McMahon will speak at the daylong event, which will produce planning recommendations for the region.

The idea is to develop options for regional growth. In the process of that planning, two primary goals are to improve the quality of life here and to control the cost of government, says Jim Prosser, executive director of the Centralina Council of Governments, which is coordinating the event with ULI Charlotte.

Forecasts show the 14-county area’s population will double to more than 4 million residents during the next 40 years. That makes planning particularly important for the Charlotte region.

“This is planning and building for our children and grandchildren,” Prosser says. For that and other reasons, the June event will include a “youth table” so young people can experience the process.

The Urban Land Institute has conducted the exercise in 15 growing communities since 2005.

RealityCheck2050 has already had some successes, McMahon says.

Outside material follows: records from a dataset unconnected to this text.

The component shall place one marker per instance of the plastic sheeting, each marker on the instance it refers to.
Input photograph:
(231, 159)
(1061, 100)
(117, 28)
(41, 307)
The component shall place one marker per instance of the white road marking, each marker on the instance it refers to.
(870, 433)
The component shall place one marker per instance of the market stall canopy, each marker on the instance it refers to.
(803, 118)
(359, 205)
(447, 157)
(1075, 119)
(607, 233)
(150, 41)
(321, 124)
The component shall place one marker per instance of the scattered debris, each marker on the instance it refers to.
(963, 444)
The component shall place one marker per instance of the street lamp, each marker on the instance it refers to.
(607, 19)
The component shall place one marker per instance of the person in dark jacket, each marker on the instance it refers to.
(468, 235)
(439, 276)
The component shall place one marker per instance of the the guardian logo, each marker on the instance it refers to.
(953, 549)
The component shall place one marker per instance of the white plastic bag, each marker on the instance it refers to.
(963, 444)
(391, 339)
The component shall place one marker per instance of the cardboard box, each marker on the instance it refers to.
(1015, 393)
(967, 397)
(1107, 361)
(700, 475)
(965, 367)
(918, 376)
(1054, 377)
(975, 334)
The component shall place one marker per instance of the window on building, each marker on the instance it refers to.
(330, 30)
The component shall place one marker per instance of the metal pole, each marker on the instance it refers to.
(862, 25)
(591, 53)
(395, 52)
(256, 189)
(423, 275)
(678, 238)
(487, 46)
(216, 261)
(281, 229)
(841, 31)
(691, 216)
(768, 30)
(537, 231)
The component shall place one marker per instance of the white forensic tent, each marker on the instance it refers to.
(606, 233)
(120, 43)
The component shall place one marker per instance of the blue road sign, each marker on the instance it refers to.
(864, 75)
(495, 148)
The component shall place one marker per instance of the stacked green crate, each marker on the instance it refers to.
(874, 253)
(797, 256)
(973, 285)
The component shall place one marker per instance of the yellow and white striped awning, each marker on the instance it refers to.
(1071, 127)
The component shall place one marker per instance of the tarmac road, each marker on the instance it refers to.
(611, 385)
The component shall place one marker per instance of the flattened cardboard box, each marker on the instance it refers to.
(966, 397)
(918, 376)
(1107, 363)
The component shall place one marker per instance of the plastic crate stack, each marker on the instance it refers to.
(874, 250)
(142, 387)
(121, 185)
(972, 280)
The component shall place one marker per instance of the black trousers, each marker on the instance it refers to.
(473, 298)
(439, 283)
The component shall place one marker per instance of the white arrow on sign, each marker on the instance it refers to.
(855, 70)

For example, Washington discovered that the best places for mixed-use projects that include high-density residential components were sites now occupied by strip shopping centers near Metro stations.

Participants have until May 10 to complete an online application to participate in the event in Charlotte. Sign up through an online application at

On the day of the event, participants should expect about seven hours of presentations, planning and Lego block stacking.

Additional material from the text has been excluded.